Ближайшие друзья К. И. занимаются революционной работой. Борис Житков печатает на гектографе что-то запретное, распространяет прокламации, его сестры тоже участвуют в подпольной деятельности. Иногда Житков приносит и прячет что-то у Корнейчукова – Екатерина Осиповна безоговорочно предоставляла под это «что-то» свой погреб. Иногда Николай дает Борису денег на его революционную деятельность. «Помню наши встречи в книжной лавчонке общего нашего приятеля Моника Фельдмана (на Троицкой улице), который щедро снабжал нас нелегальной литературой, начиная „Колоколом“ Герцена и кончая последними брошюрами Каутского», – пишет Чуковский в посвященной Житкову главе воспоминаний.

С подпольной работой Житковых связана и странная история, о которой в журнале «Каторга и ссылка» в 1924 году рассказал революционер Наум Осипович. Сестру Бориса, курсистку Надежду, арестовали. Чуковский в буфете Литературно-артистического общества, сидя в большой компании коллег, во всеуслышание назвал виновником ее ареста и шпионом человека по фамилии Хавкин, общего любимца, тоже сотрудничавшего с «Одесскими новостями». Хавкин не стал вызывать Чуковского на дуэль, как ему советовали репортеры. Вместо этого созвали товарищеский суд, на котором присутствовали и Житков (свидетель), и Жаботинский в качестве одного из двух судей – второго привел Хавкин. На заседании «Хавочка» сказал речь, которая заставила всех, включая истца – Чуковского, – хохотать чуть не до слез (впрочем, замечает рассказчик, смех его был, по-еврейски выражаясь, «с камнями», то есть через силу). Жаботинский выразился в том духе, что Чуковский вообще склонен к преувеличениям. «Финал суда был таков, – рассказывает Осипович. – Корней Иванович Чуковский, буквально на коленях, просил у Григория Павловича (Хавкина. – И. Л.) прощения». Тот спокойно простил, и оба ушли обнявшись.

Заслуживает внимания эта история вот почему. Во-первых, много лет спустя выяснилось, что Хавкин все-таки провокатор и Корней Иванович был абсолютно прав. Во-вторых, третейские суды – характерная примета литературной жизни тех лет: Чуковский в воспоминаниях о «Сигнале» приводит историю такого суда в 1903 году, когда Аким Волынский пытался установить, справедливо ли Тэффи назвала Федорова и Каменского плагиаторами; ему и самому не раз приходилось требовать такого суда или быть перед ним ответчиком. Любопытно, наконец, и это дикое вымаливание прощения на коленях. И мемуаристу, и читателю кажется, что Чуковский был совершенно деморализован. Но едва ли не в каждом мемуаре о К. И. – даже тех времен, когда тот уже был очень стар, – он непременно бухается перед кем-нибудь на колени, изображая то безмерное преклонение, то покаяние, то покорнейшую просьбу.
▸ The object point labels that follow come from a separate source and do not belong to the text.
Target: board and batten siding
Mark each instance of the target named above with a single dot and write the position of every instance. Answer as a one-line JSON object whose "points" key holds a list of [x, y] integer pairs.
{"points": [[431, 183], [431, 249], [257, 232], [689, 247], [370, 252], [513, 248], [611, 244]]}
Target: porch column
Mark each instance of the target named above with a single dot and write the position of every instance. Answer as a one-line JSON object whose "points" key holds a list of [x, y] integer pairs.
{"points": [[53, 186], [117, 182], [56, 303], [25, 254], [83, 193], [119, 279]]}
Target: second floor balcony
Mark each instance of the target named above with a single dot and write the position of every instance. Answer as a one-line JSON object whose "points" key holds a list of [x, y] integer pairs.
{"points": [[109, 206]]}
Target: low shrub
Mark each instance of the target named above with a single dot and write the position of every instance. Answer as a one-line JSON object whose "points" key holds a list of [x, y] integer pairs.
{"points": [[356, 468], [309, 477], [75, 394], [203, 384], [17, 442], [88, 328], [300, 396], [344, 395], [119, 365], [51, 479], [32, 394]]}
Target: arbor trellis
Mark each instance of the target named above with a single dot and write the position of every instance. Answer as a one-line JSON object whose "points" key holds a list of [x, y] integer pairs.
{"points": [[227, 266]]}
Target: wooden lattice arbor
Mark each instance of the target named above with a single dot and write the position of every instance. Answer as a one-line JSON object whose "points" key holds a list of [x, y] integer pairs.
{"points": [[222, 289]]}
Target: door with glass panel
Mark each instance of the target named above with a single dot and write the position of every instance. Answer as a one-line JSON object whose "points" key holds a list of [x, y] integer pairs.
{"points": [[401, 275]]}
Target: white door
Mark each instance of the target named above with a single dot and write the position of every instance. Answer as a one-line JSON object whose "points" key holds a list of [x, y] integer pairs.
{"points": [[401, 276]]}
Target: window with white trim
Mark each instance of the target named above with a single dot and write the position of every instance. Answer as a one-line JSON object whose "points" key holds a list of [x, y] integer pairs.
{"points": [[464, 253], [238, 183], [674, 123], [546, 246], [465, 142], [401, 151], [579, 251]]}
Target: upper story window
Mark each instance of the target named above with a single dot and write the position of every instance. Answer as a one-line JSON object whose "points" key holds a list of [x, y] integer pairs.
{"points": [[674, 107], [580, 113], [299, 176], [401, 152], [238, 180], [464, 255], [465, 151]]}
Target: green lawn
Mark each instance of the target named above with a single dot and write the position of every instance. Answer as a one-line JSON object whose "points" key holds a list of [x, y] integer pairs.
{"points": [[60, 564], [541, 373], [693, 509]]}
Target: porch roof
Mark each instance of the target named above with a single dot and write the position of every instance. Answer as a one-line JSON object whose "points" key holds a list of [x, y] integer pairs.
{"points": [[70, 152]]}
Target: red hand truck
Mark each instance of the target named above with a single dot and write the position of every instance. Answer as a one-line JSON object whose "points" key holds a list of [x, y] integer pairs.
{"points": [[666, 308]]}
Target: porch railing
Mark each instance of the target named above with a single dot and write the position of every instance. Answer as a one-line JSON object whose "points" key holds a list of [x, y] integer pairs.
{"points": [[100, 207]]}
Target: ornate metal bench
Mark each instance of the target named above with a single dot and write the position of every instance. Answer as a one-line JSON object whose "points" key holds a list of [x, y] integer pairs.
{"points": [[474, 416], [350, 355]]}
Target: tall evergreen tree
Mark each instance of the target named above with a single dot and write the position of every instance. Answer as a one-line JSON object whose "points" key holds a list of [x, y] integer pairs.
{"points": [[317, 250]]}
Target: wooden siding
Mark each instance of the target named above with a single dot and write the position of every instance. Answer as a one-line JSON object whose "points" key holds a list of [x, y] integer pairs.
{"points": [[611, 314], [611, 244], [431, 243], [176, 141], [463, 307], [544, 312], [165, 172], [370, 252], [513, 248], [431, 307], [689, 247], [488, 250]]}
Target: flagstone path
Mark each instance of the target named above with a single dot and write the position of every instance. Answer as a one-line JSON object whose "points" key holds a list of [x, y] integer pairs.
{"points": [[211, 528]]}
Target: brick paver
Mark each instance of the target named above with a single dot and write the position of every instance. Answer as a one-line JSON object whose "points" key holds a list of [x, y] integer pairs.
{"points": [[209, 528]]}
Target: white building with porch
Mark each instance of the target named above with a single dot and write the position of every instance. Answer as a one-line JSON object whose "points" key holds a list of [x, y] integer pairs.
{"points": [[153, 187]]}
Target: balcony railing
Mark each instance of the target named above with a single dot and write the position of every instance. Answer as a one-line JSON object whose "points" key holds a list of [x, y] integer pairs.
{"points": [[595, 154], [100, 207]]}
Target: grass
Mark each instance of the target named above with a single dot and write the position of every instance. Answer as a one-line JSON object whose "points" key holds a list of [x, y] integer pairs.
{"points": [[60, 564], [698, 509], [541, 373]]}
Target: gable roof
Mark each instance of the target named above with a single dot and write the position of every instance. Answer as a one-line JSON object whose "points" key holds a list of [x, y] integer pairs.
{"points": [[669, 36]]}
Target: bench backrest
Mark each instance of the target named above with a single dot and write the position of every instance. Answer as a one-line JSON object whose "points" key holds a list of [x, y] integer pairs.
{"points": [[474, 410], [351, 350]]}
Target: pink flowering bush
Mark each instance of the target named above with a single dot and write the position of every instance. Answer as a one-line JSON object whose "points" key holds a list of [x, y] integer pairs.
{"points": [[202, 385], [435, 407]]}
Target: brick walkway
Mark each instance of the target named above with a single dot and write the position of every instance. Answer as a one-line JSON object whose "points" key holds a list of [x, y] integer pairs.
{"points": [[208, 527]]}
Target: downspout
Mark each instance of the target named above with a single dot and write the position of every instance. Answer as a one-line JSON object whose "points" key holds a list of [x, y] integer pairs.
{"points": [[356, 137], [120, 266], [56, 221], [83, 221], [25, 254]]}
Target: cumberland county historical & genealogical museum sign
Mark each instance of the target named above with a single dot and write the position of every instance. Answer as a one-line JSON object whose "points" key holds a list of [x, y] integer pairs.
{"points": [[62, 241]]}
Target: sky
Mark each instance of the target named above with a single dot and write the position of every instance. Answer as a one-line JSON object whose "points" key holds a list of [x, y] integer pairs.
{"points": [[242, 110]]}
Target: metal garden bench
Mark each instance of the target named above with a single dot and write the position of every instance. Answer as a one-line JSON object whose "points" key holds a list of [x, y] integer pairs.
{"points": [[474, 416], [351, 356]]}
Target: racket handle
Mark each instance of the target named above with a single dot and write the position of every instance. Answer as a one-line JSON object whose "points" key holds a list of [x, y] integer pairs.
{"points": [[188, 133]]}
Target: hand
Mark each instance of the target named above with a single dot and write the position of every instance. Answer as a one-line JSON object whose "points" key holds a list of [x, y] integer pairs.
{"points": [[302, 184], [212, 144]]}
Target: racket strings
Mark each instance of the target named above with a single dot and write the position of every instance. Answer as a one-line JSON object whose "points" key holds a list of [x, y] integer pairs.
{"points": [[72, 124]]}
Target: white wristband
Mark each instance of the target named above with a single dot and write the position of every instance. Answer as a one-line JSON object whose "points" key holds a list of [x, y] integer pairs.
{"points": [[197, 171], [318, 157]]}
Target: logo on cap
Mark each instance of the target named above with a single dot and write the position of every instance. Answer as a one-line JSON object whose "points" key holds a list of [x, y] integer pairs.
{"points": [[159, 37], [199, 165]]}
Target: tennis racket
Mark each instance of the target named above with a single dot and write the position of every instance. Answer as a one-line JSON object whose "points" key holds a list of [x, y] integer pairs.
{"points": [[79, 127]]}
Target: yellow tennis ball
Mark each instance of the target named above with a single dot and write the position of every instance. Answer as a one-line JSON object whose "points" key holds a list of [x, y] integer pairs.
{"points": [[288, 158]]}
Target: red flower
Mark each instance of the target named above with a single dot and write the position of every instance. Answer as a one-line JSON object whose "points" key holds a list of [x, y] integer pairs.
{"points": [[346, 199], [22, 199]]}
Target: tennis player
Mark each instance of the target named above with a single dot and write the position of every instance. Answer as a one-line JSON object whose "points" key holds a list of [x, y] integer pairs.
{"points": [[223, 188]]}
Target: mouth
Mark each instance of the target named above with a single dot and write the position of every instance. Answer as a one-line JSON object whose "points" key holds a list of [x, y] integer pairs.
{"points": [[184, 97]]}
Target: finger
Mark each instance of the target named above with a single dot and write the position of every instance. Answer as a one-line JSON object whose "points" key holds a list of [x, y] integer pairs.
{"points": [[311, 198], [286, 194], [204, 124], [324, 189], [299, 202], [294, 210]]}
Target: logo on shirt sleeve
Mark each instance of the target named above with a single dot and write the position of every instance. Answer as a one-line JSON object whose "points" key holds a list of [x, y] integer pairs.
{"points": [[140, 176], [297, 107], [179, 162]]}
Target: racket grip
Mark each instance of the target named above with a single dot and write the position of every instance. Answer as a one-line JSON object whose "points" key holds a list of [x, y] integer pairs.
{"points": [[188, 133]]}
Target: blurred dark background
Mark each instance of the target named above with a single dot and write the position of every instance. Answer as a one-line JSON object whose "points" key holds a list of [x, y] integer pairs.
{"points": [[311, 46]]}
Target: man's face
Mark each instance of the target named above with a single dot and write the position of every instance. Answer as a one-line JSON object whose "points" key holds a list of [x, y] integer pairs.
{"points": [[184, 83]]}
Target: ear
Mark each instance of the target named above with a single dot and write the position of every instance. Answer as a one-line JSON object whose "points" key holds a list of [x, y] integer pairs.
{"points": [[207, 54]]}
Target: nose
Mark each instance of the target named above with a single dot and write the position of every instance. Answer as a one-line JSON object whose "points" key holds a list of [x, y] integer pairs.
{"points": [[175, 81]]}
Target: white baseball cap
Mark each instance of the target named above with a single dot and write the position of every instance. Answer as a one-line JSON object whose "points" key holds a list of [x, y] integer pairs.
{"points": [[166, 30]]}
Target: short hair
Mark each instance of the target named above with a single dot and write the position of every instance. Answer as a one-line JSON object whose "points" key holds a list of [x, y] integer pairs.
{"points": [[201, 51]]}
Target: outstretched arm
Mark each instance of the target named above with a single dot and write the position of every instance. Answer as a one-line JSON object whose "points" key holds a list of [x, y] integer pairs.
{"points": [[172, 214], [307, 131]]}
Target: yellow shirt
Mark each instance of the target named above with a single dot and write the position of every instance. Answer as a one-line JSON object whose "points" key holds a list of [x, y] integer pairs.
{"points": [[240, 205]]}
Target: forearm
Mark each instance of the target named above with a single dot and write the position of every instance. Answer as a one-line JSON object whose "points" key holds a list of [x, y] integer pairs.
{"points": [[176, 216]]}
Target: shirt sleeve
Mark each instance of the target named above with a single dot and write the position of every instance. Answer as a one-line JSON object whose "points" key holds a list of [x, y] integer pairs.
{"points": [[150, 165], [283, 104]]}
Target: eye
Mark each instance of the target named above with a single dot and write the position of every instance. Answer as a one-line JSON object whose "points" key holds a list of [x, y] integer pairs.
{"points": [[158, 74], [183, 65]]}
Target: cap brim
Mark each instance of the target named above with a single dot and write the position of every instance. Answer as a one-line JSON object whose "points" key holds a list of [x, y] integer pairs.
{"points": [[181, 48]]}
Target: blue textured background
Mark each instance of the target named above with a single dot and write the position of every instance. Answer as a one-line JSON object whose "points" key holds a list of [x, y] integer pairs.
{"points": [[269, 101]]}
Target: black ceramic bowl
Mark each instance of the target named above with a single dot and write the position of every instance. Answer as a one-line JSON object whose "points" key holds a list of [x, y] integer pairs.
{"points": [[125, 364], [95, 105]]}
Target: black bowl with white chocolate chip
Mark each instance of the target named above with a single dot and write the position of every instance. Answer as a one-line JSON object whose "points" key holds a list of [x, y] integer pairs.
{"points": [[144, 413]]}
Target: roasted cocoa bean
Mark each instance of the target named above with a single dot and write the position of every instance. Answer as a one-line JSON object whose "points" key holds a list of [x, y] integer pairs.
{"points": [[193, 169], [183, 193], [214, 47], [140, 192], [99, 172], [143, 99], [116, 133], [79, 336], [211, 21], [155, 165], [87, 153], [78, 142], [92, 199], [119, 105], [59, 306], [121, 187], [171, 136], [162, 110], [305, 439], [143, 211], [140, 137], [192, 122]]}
Как речь его была своеобразным речитативом, так и пластика его – маленьким театром. Многие рассказывают о его удивительной гибкости, о размашистой и емкой жестикуляции. Ему ничего не стоило воздеть руки, вспрыгнуть на стул, рухнуть на пол, вскочить – все это были элементы его повседневной игры. Матери маленьких детей, например, все как одна вспоминают, как он умел зачаровать малышей, как удерживал в равновесии стул, стоящий одной ножкой у него на ладони, вертел чернильницу так, что из нее не выливались чернила…

Не чужд революционным идеям был и Жаботинский, в 1902 году арестованный за хранение нелегальных брошюр. «По выходу из тюрьмы за Жаботинским было установлено наблюдение, и почти сразу среди тех, с кем он встречался, появляется имя Николая Корнейчукова, его невесты Марии Гольдфельд и ее родственника – Григория, за каждым из которых также некоторое время велось наблюдение», – пишет Евгения Иванова в книге «Чуковский и Жаботинский». Она опубликовала уморительные материалы слежки за этими персонажами. Каждый, как положено, получил кличку. Жаботинского именовали «Бритым», Корнейчукова – «Большеносым», а Марию и Григория – «Симпатичной» и «Симпатичным». Из донесений следует, что Бритый, Большеносый и Симпатичная встречались чуть не каждый день. Поднадзорные частенько останавливаются поболтать друг с другом на улице (шпики старательно фиксируют: «и простояли


Еще от автора Ирина Владимировна Лукьянова
Стеклянный шарик

Психологическая повесть в рассказах — о детстве, школе и ненависти. Опубликована в издательстве «ПРОЗАиК».Подходит читателям 13–16 лет.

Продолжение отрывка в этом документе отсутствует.